- Carrè di Vicenza
- Carrè Location within Italy Carrè Location within Veneto
- Coordinates: 45°45′N 11°27′E﻿ / ﻿45.750°N 11.450°E
- Country: Italy
- Region: Veneto
- Province: Vicenza (VI)
- Frazioni: Chiuppano, Lugo di Vicenza, Piovene Rocchette, Zanè, Zugliano

Area
- • Total: 8 km^{2} (3.1 sq mi)
- Elevation: 224 m (735 ft)

Population (31 August 2008)
- • Total: 3,603
- • Density: 450/km^{2} (1,200/sq mi)
- Time zone: UTC+1 (CET)
- • Summer (DST): UTC+2 (CEST)
- Postal code: 36010
- Dialing code: 0445
- ISTAT code: 024024
- Patron saint: Maria SS. Assunta
- Saint day: 15 August
- Website: Official website

= Carrè =

Carrè is a town in the province of Vicenza, Veneto, Italy. It is east of SP349.

== Geography ==
Carrè is located at the foot of the Venetian Prealps and the Plateau of the Seven Municipalities, where the Val d'Astico opens onto the foothills of the Province of Vicenza.

The municipal territory is partly flat and partly hilly, extending west of the Bregonze Hills. It is crossed by the valleys of Tavani, Spillare, Tassi, and Vaccari. The Igna stream rises within the municipality.

Most of the territory is cultivated, with the exception of several small wooded areas between Zavagnin Hill (293 m) and Rua. These woodlands are populated mainly by black locust, willow, and ash trees, while hornbeam and black locust are found to the north-east of the town.

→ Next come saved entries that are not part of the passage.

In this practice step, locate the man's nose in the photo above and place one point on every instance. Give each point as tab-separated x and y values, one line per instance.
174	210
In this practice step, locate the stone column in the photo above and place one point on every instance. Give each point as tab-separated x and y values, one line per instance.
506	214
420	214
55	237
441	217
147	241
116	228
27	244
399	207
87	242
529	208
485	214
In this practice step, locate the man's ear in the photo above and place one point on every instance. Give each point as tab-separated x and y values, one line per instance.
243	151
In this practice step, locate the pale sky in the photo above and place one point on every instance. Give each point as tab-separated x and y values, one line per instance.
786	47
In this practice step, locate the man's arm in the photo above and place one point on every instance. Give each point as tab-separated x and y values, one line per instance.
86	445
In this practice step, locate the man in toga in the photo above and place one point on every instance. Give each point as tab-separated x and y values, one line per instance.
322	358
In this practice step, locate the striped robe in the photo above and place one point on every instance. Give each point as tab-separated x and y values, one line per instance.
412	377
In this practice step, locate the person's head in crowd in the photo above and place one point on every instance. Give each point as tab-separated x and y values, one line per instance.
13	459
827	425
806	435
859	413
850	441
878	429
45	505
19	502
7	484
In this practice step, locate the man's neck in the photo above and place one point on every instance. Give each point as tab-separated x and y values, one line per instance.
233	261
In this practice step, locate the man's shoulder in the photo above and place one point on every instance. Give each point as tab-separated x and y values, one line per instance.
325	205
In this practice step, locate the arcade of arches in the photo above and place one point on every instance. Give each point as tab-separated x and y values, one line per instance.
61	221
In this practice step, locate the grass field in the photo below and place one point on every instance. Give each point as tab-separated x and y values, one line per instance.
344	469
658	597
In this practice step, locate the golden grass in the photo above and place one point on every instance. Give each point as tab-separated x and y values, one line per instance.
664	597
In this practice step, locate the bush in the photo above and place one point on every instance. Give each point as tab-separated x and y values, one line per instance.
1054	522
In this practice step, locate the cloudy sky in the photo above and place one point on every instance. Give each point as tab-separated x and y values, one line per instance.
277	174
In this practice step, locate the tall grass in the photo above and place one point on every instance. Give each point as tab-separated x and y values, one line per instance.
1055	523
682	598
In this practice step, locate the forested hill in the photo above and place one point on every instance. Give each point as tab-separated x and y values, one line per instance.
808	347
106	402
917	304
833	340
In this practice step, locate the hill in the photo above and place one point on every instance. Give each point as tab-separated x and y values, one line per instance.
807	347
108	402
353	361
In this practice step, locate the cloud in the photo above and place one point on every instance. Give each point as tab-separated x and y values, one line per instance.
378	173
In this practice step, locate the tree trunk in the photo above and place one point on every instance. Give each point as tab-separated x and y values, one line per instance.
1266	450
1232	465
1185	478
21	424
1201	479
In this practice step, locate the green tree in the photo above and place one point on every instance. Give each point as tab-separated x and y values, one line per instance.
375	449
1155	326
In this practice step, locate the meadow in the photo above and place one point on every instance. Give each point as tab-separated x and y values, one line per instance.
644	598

The municipal water supply is managed jointly with the neighbouring municipality of Caltrano. Water is supplied from the Piesan spring, located in Caltrano on the left bank of the Astico River, and from a well situated in the industrial area.

== Culture ==

=== Education ===
Carrè has a private, state-recognised preschool, as well as a public primary school and a public lower secondary school.

The municipal seat is home to the Civic Library, which is part of Biblioinrete, the network of libraries serving the Province of Vicenza and most of the libraries within the Vicenza Library Network.